Golden files are pre-recorded HTML snapshots compared on each run. The harness fetches the matched element, runs it through NormaliseDOM (which strips volatile attributes and collapses whitespace), and diffs the result against the file on disk. A failing golden test is a strong signal that the markup changed.

Piko's golden support is deliberately simple. MatchGolden(selector, name) captures the normalised HTML of the element identified by selector and compares it against testdata/golden/<name>.html relative to the test working directory. Regeneration uses the PIKO_UPDATE_GOLDEN=1 environment variable (the test runner also accepts -update-goldens as a flag), which writes the current DOM into the golden file. There is no built-in diff viewer. Teams usually rely on whatever their version control system produces.

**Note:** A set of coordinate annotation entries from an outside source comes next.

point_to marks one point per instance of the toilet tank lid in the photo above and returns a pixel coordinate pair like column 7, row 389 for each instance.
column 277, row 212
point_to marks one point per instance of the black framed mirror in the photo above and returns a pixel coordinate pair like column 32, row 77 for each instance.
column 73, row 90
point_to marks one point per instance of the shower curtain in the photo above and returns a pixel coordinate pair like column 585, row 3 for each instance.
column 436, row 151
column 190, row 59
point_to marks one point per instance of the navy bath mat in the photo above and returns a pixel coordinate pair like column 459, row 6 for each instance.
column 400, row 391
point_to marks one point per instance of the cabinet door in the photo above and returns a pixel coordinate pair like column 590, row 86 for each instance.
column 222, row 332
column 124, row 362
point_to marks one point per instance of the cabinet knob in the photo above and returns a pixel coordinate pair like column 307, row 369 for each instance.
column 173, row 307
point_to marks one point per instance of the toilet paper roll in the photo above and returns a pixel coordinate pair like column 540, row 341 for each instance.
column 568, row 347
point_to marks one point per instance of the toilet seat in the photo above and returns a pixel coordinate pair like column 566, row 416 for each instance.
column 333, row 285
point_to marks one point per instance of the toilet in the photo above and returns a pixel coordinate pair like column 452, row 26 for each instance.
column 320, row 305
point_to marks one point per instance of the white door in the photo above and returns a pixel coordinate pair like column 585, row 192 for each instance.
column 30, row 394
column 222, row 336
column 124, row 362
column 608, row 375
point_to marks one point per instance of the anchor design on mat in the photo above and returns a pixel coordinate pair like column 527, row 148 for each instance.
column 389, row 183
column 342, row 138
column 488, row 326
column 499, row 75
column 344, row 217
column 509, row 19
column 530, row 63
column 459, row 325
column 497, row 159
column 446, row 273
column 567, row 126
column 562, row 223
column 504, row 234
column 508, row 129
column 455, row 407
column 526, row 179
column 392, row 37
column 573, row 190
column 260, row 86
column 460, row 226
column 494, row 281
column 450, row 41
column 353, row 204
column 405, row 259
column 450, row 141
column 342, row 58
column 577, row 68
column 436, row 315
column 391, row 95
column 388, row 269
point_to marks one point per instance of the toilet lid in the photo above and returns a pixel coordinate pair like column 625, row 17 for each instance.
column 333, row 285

Because the comparison is HTML instead of a screenshot, the harness is blind to purely visual regressions (CSS-only changes that do not alter the markup). Use a dedicated screenshot tool when pixel fidelity matters.

Common failure modes:

Flaky goldens. Time-sensitive content rendered into the DOM (a "last updated" timestamp) fails every run. Fix: either freeze time in the test environment, or scope the golden to a stable subtree.
Order-sensitive markup. Maps and other unordered collections may serialise differently. Fix: have the template render in a deterministic order before the assertion.
Viewport-sensitive markup. Some templates omit nodes at certain breakpoints. Fix: always apply a viewport preset before the assertion.

Piko-specific hooks

The harness exposes methods starting with Piko* that reach into Piko's client runtime. These are pragmatic concessions. Testing a PKC component's reactive state is much easier if the test can inspect the state directly. The test can also trigger a bus event from the harness or watch the event log.

The alternative would be to test only through observable DOM behaviour. That works for most assertions but becomes awkward when the test wants to verify that a specific event fired even though the DOM response is subtle. The PikoBus* and PikoPartial* helpers cut through the indirection.

Using the hooks has a cost. A test that asserts on bus events takes a dependency on Piko's event model. If the event model changes, the test has to change. This is acceptable because the test is Piko-aware by its nature. It tests Piko behaviour, not browser behaviour in general.

The cost of keeping the harness running

A browser test is a wall-clock budget. Ten browser tests that each take two seconds cost twenty seconds. A hundred such tests cost over three minutes, which starts to hurt developer iteration. Two mitigations ship with the harness:

Shared harness. TestMain sets up one harness for the whole package. Every test reuses the compiled binary, the running server, and the browser process. Setup cost amortises over the full test list.
WithSkipBuild(true). If the binary is already built, skip the recompile. Useful when iterating on test code without touching application code.

Watch the longer-term cost. A thousand browser tests that each take two seconds run for over half an hour. At that scale, split the suite and run most tests on pull requests and a smaller smoke subset on every commit.

When not to reach for the browser harness

Interactive debugging of a broken page is usually faster in a real browser than in the harness. The -interactive flag opens a TUI that pauses at each step, but the browser's dev tools (breakpoint in JavaScript, inspect DOM, live-edit CSS) still offer more control. Use the harness for automated assertions, not for exploratory debugging.

Load testing is a different discipline. A browser harness measures correctness, not performance. A single browser driving a Piko server does not produce the concurrency profile of production traffic. For load testing use a dedicated tool (k6, vegeta, ab) against the HTTP endpoint.

Accessibility testing through the harness is possible but partial. Automated accessibility checks (axe-core run from the browser) catch a wide class of violations. They do not replace a manual screen-reader walkthrough, and a clean automated pass does not imply an accessible page.